Personally, I stopped shaving years before social distancing. It’s a rare gift when one’s politics and laziness coincide, although it took me a while to see that. In my past, clean-shaven life, I’d pay the pink tax for the curve-hugging blades and the incandescent creams they kept behind plexiglass at Duane Reade. In my apartment I’d balance on the bathroom sink with my arm stretched upward like I had a question to ask, my pit close to the mirror as I attempted a steady hand, nicking my defenseless underarms all the same. I loathed this task, but felt I didn't have a choice. Smooth pits were a standard element of maintaining femaleness, I believed, as elemental as brushed hair and clean underwear. And to me, the reward of femaleness was fuckableness, which is why I kept up this charade for over a decade—triaging ingrown hairs, monitoring my twin five o’clock shadows, scraping metal against the grain.
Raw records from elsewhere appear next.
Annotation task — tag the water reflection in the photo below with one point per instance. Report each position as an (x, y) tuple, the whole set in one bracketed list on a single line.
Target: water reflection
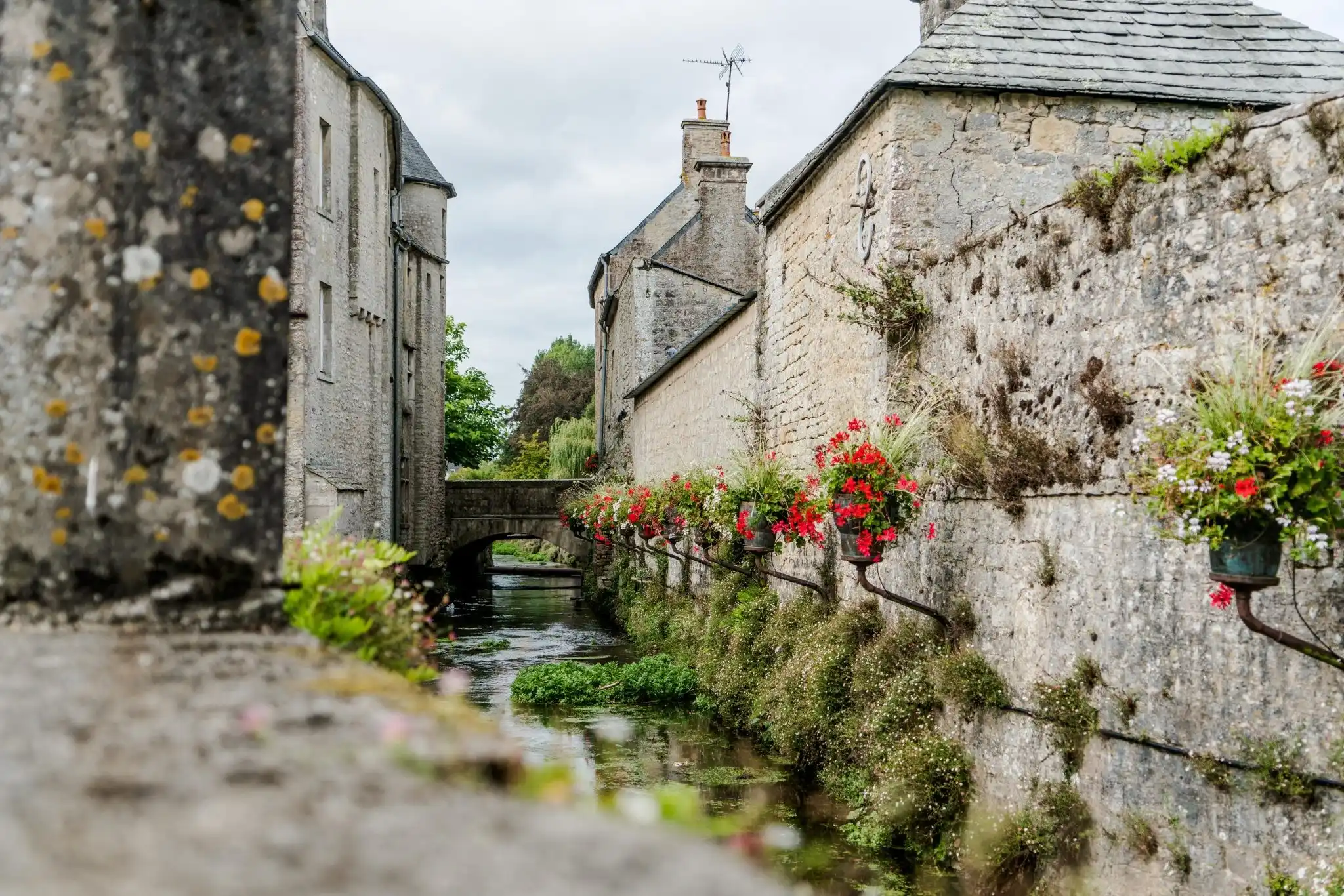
[(514, 621)]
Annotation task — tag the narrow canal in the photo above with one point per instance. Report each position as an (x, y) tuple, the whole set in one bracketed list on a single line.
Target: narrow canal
[(510, 622)]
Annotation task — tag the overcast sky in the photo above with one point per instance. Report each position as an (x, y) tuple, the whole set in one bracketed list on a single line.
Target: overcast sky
[(559, 124)]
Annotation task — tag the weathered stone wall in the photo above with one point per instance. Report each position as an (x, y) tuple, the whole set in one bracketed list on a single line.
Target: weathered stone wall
[(1250, 235), (144, 258), (687, 419)]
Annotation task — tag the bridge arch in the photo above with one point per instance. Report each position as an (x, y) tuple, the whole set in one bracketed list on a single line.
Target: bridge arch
[(480, 512)]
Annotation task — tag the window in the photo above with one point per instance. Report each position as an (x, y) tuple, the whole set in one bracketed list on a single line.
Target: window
[(324, 182), (326, 332)]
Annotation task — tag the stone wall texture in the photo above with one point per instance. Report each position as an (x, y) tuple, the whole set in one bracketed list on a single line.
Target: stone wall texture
[(1249, 238), (144, 262)]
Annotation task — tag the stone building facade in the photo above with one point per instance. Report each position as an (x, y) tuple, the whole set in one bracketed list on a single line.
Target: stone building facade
[(368, 296), (954, 170)]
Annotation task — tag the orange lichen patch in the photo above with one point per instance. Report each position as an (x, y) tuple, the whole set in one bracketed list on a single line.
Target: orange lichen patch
[(247, 342), (232, 508), (243, 478), (272, 289)]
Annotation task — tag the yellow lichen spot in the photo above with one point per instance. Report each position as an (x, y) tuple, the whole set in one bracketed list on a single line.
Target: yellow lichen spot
[(272, 289), (243, 478), (247, 342), (232, 508)]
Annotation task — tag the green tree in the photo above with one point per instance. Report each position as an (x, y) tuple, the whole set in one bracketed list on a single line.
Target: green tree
[(558, 387), (473, 425)]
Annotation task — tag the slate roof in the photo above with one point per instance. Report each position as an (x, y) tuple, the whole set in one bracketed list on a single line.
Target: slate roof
[(1222, 52), (417, 165)]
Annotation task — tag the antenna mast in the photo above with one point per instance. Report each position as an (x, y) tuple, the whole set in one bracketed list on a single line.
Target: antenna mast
[(730, 64)]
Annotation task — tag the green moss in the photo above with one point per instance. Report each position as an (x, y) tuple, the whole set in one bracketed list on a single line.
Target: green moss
[(1066, 708), (967, 680), (1278, 771), (1053, 833), (652, 680)]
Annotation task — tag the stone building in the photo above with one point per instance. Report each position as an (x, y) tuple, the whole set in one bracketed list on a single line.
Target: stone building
[(954, 170), (686, 270), (368, 297)]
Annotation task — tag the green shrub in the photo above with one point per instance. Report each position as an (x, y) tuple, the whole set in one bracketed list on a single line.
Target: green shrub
[(656, 680), (347, 597)]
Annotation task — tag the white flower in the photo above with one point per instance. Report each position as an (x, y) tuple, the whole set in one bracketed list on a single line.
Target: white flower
[(1297, 388)]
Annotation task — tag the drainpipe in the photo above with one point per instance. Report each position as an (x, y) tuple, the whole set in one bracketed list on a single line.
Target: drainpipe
[(605, 328)]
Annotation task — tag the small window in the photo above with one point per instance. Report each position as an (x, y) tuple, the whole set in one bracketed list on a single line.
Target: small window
[(324, 184), (326, 332)]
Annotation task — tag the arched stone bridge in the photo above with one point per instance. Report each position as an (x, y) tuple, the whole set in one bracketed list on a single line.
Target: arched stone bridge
[(484, 511)]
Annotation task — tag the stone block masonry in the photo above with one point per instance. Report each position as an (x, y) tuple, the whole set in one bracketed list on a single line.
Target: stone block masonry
[(144, 258)]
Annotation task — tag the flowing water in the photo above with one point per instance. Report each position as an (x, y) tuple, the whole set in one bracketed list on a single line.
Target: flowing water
[(514, 621)]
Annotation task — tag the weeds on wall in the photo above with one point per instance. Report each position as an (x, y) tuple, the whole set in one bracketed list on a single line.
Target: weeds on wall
[(894, 310)]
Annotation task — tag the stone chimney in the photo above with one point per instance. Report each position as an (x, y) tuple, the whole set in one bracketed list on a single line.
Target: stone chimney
[(701, 138), (933, 12)]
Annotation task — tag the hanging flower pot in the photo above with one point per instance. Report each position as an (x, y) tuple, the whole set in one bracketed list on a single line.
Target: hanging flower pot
[(756, 531), (1248, 551)]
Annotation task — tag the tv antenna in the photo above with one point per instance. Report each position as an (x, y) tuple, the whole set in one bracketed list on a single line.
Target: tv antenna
[(730, 64)]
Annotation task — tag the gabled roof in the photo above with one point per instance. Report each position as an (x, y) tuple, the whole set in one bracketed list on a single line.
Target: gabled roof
[(1218, 52), (417, 165)]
When I finally stopped, I was in the midst of my first serious relationship. I figured we had been together long enough that he should learn that when it comes to body hair, I'm neither a Stepford Wife nor a child, but a very tired human woman. Now I won't give my future-husband too much credit lest I set the bar in the sand, but turns out he was absolutely fine with me going au natural. And if he wasn’t, then I hope I would have had the gumption to drop-kick the relationship into the sun. 

So, I gave up the ComfortGlide to test my relationship, and then, well, the obvious happened: my hair kept growing, unbothered. Back when I shaved, all I ever knew was obligation, stubble and rashes, that horrible mix of new hair and old deodorant and sweat. I didn’t know that when my hair was at its natural length the texture would be silky, delicate. And while I assumed that when I stopped shaving I’d feel brave and gruff, perhaps compelled to burn a bra in a steel barrel trashcan, what I wasn't expecting was to feel sexy. I was twenty-four years old the first time I saw my pit hair in its full glory, and reader, I was into it. Who could imagine that two tufts of underarm hair could make one feel more like a woman than any feminine product in even the grandest of Duane Reades? Then again, maybe that's the real reason they keep the shaving equipment under lock and key.

Look, I know body hair is fraught, and if you truly enjoy keeping your underarms as smooth as a baby’s bottom, then who am I to tell you what’s what. But if you’ve never experienced life with pit hair, I think our collective house arrest is the perfect place to try it out. It’s time to add shaving to the long list of things you no longer do, just to see who you might become. 

8 comments:

  1. My body care regimen has actually stepped up during the pandemic. So much extra time on my hands has lead to facials and peels, pedicures and full body scrubs. The serums hiding in my cabinet have been making daily appearances.
    I can appreciate what you're saying though, and along these lines I am experimenting with not shampooing my hair. Apple cider vinegar and an occasional shea butter based shampoo is doing wonders for my hair!